Terkuaknya Kejahatan di Ruang Kelas: Kasus Pencabulan 24 Siswa oleh Oknum Guru di Sabu Raijua

Share

Oleh: Tim Investigasi | 3 Juni 2025

Sabu Raijua, NTT – Dunia pendidikan Indonesia kembali diguncang oleh kasus kejahatan seksual yang melibatkan seorang pendidik. Benyamin Edison Koro Dimu (60), oknum guru SD Negeri di Desa Ramedue, Kecamatan Mehara, Kabupaten Sabu Raijua, Nusa Tenggara Timur (NTT), telah ditetapkan sebagai tersangka pencabulan terhadap 24 murid kelas 6, terdiri dari 10 laki-laki dan 14 perempuan.

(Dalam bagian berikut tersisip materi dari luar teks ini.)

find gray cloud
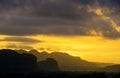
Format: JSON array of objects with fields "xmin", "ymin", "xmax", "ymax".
[
  {"xmin": 0, "ymin": 0, "xmax": 120, "ymax": 38},
  {"xmin": 0, "ymin": 36, "xmax": 43, "ymax": 43}
]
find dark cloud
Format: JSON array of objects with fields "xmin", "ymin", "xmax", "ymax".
[
  {"xmin": 0, "ymin": 0, "xmax": 120, "ymax": 38},
  {"xmin": 0, "ymin": 36, "xmax": 42, "ymax": 43}
]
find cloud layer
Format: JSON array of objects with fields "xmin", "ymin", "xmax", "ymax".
[{"xmin": 0, "ymin": 0, "xmax": 120, "ymax": 38}]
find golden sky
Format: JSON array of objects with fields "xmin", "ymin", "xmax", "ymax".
[
  {"xmin": 0, "ymin": 0, "xmax": 120, "ymax": 64},
  {"xmin": 0, "ymin": 35, "xmax": 120, "ymax": 63}
]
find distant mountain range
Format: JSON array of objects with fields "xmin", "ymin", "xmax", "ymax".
[{"xmin": 17, "ymin": 50, "xmax": 120, "ymax": 72}]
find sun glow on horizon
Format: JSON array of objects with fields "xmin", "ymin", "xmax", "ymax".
[{"xmin": 0, "ymin": 35, "xmax": 120, "ymax": 64}]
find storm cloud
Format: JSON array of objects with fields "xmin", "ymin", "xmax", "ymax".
[{"xmin": 0, "ymin": 0, "xmax": 120, "ymax": 38}]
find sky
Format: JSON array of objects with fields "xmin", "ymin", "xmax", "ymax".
[{"xmin": 0, "ymin": 0, "xmax": 120, "ymax": 64}]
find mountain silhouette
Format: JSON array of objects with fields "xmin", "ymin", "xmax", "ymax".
[
  {"xmin": 38, "ymin": 58, "xmax": 59, "ymax": 72},
  {"xmin": 0, "ymin": 49, "xmax": 37, "ymax": 73},
  {"xmin": 17, "ymin": 49, "xmax": 117, "ymax": 71},
  {"xmin": 102, "ymin": 64, "xmax": 120, "ymax": 72},
  {"xmin": 29, "ymin": 50, "xmax": 100, "ymax": 71}
]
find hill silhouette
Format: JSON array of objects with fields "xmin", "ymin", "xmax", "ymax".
[
  {"xmin": 17, "ymin": 49, "xmax": 119, "ymax": 72},
  {"xmin": 102, "ymin": 64, "xmax": 120, "ymax": 72},
  {"xmin": 29, "ymin": 50, "xmax": 99, "ymax": 71},
  {"xmin": 0, "ymin": 49, "xmax": 37, "ymax": 73},
  {"xmin": 38, "ymin": 58, "xmax": 59, "ymax": 72}
]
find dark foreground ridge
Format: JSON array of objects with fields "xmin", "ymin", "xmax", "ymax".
[
  {"xmin": 0, "ymin": 49, "xmax": 120, "ymax": 78},
  {"xmin": 0, "ymin": 49, "xmax": 59, "ymax": 73},
  {"xmin": 0, "ymin": 72, "xmax": 120, "ymax": 78}
]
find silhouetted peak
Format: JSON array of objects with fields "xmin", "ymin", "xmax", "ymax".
[
  {"xmin": 15, "ymin": 49, "xmax": 28, "ymax": 54},
  {"xmin": 38, "ymin": 58, "xmax": 59, "ymax": 71},
  {"xmin": 0, "ymin": 49, "xmax": 18, "ymax": 55}
]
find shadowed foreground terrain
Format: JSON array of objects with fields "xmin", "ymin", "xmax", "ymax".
[{"xmin": 0, "ymin": 49, "xmax": 120, "ymax": 78}]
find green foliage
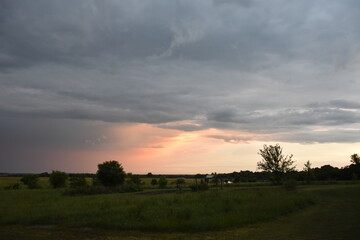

Kasus ini menyita perhatian publik karena bukan hanya menyangkut jumlah korban yang besar, tapi juga karena kejahatan itu terjadi di dalam kelas, saat proses belajar mengajar berlangsung.

Kronologi Pengungkapan: Kejahatan yang Terjadi di Depan Papan Tulis

Wakapolres Sabu Raijua Kompol Libartino Silaban dan Kasat Reskrim Iptu Defri Wee menjelaskan dalam konferensi pers (30 Mei 2025) bahwa tersangka melakukan pelecehan berulang terhadap siswa-siswinya, bahkan memaksa mereka menyaksikan video porno dan memperagakan gestur tidak senonoh di hadapan mereka.

“Dari hasil penyelidikan dan gelar perkara, tersangka kami tetapkan berdasarkan dua alat bukti yang sah,” ujar Kompol Libartino.

Penyidikan menemukan bahwa tindakan ini telah terjadi sejak para korban naik ke kelas 6. Tersangka memanfaatkan posisinya sebagai guru dan ASN untuk melakukan tekanan terhadap siswa.

Pasal Pemberatan dan Ancaman Hukuman

Berdasarkan UU Perlindungan Anak Nomor 17 Tahun 2016, tersangka dijerat dengan Pasal 82 dengan ancaman maksimal 15 tahun penjara. Namun, karena perbuatannya dilakukan oleh seorang pendidik terhadap lebih dari satu anak, maka dikenakan pemberatan hukuman sepertiga dari ancaman maksimal, sehingga ia terancam 20 tahun penjara.

Polisi juga telah memeriksa 33 saksi, termasuk saksi ahli, dan berkoordinasi dengan Lembaga Perlindungan Saksi dan Korban (LPSK) untuk memastikan keamanan dan perlindungan psikologis bagi para korban.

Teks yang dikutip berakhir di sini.